In keeping with this, the streets, buildings, and parks tend to be named for magnates from the city’s manufacturing age: Frick, Mellon, Heinz, and especially Andrew Carnegie, who makes an ambivalent symbol for Pittsburgh. On the one hand, besides building and financing much of Pittsburgh’s industry, he endowed dozens of civic institutions in the city (and hundreds more around the country). On the other hand, he lived in Pittsburgh for less than two decades before moving to New York for good in 1867. Similarly, Pittsburgh’s newest attraction commemorates the work of a native who left the city as a young man and never returned.

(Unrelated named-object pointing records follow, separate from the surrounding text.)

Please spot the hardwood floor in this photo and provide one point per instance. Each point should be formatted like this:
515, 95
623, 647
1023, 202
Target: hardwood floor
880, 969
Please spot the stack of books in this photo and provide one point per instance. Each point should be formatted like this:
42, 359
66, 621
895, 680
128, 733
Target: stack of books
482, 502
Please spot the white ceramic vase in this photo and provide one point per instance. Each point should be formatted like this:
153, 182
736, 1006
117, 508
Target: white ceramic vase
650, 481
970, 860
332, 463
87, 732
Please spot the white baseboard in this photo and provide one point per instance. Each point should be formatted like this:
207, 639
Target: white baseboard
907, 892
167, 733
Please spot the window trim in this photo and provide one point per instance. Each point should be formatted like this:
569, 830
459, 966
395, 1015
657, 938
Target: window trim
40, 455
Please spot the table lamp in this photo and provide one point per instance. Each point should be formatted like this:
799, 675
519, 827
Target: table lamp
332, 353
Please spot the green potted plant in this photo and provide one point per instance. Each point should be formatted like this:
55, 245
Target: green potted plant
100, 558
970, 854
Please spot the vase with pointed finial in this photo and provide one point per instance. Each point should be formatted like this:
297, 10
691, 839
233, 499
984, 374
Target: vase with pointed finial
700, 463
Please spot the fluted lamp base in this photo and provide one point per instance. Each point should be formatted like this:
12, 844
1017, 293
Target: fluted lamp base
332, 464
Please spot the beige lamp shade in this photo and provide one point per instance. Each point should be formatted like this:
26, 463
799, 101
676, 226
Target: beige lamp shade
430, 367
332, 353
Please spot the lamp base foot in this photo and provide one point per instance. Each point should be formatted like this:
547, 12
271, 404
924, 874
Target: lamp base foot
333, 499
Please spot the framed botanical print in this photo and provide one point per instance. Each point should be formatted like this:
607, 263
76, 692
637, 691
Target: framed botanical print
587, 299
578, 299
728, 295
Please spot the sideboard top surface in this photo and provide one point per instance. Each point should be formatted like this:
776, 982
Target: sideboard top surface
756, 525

The Andy Warhol Museum is a repository of the Prince of Pop’s best work, including early commercial illustrations; death and disaster paintings; enormous renderings of Liza, Liz, Marilyn, and Jackie; a series of works described as “synthetic polymer paint and urine on canvas”; film experiments; and re-creations of his late196Os installations, including a room filled with metallic-coated balloons that visitors love to bat around. The museum works quite well even for a non-devotee; somehow, experiencing Warhol’s entire career in a few hours has much greater impact than watching him do the same thing over and over for twenty-five years.
A comparison of the Andy Warhol and Fort Pitt museums provides a neat summary of the old and new Pittsburgh. Fort Pitt is a TV baby’s nightmare: static dioramas and artifacts alongside wordy captions in a dimly lit cave. The Warhol, by contrast, is as brash as a rock video. The conscientious Fort Pitt Museum contains a good-size book’s worth of history, and it can make you feel vaguely guilty if you skip a map or sign. At the Warhol, on the other hand, you get the feeling that Andy is laughing at you if you take anything too seriously.
Warhol’s museum is located on the North Side, a short, scenic walk or drive across the Allegheny from anywhere in downtown. (Pittsburgh’s steelmaking past shows up in its abundance of bridges; if the Sixth Street Bridge is closed for repairs, there are others at Seventh and Ninth, and more a few blocks away.) A second excursion to the North Side, in search of an 1850s neighborhood with streets named after Mexican War events, was less pleasant. The surrounding area was a succession of porno theaters, broken liquor bottles, debris-filled vacant lots, and all the other wearily familiar signs of urban decay. The Mexican War streets themselves contained a few nice old townhouses but nothing of particular note; outside of the opportunity to walk east on the south side of West North Avenue, there was little to interest a visitor.
That day’s Post-Gazette detailed a just-announced $41.8-million renewal plan for the very same neighborhood, with a legitimate theater slated to replace Super Erotic Action, and the usual assortment of offices, nice restaurants, and boutiques supplanting seedy bars, a boarded-up Masonic Hall, and the Original New York Quick Lunch. Clearly, Pittsburgh has no plans to rest on its laurels.
Such constant striving for improvement is what Pittsburgh has always been about. As early as the 1850s a traveler wrote: “There is a perfect mania here for improvements. Every day somebody commences to tear down an old house and put up a new one with an iron front.” By the 1880s, civic leaders were trying, with mixed success, “to correct architectural formlessness, to abate the smoke nuisance, and to improve housing and traffic conditions.” During its long industrial heyday the city’s discoveries and innovations in technology and finance were copied around the globe.
Today, having achieved a successful balance of urban bustle and smalltown intimacy, Pittsburgh continues its restless pursuit of livability. Through it all, the region’s eternal verities—family, church, the Steelers—have retained their hold on the populace, making for the sort of stability that quality-of-life surveys love. Yet stable as it is, Pittsburgh is a safe bet to keep on changing. The city’s history illustrates a basic truth that Andy Warhoi knew and the steel industry forgot: To be a success, you have to keep redefining yourself.